Scalable RL with Curriculum Sampling

Updated 13 March 2026

The paper introduces a method that adaptively sequences training tasks to maximize sample efficiency and policy generalization.
It details frameworks such as learning progress-based, teacher-student, and reverse curriculum strategies to optimize high-dimensional RL training.
Empirical validations in robotics, navigation, and multimodal reasoning demonstrate faster convergence and improved performance over static curricula.

Scalable Reinforcement Learning with Curriculum Sampling (RLCS) refers to a class of reinforcement learning (RL) methodologies that systematically adapt the sequence and distribution of training tasks or data in large, complex, and often multi-dimensional problem spaces. The core objective of RLCS is to maximize sample efficiency and policy generalization by automatically generating curricula—ordered sequences or dynamic distributions of training instances—such that the RL agent is consistently exposed to tasks at an appropriate level of challenge. This adaptive focus on the "learning frontier" is achieved via formal mechanisms to estimate task difficulty or learning progress, often eschewing hand-tuned heuristics or monotonic difficulty assumptions. RLCS has enabled marked advances in domains with high task diversity, combinatorial structure, or sparse/complex reward landscapes, such as robotics, multimodal reasoning, autonomous driving, and mathematical reasoning.

1. Fundamental Principles and Motivation

The motivation for RLCS stems from the observation that uniform task sampling in vast or unstructured problem spaces frequently results in inefficient allocation of computational resources: most sampled instances are either trivial for the current policy (yielding no learning signal) or remain unsolvable (yielding uninformative gradients) (Li et al., 24 Jan 2026, Team et al., 1 Jul 2025).

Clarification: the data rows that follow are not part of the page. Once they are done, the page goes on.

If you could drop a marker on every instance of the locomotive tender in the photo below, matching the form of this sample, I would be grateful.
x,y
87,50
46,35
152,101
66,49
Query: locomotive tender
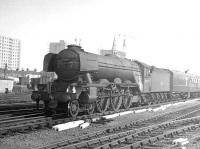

In contrast, curriculum learning seeks to sequence training experiences such that knowledge and skills acquired in easier tasks accelerate progress on subsequent, harder tasks. However, manually constructing such curricula quickly becomes infeasible as task spaces grow exponentially in dimension or complexity, and simple monotonic progressions ("from easy to hard") do not align with empirical learning dynamics where difficulty is multi-faceted and context-dependent.

RLCS frameworks address these limitations by constructing adaptive, data-driven curricula based on online estimations of the agent’s learning progress, success rates, or reward variance, often leveraging feedback mechanisms at the level of rollouts, tasks, or entire sub-task hierarchies.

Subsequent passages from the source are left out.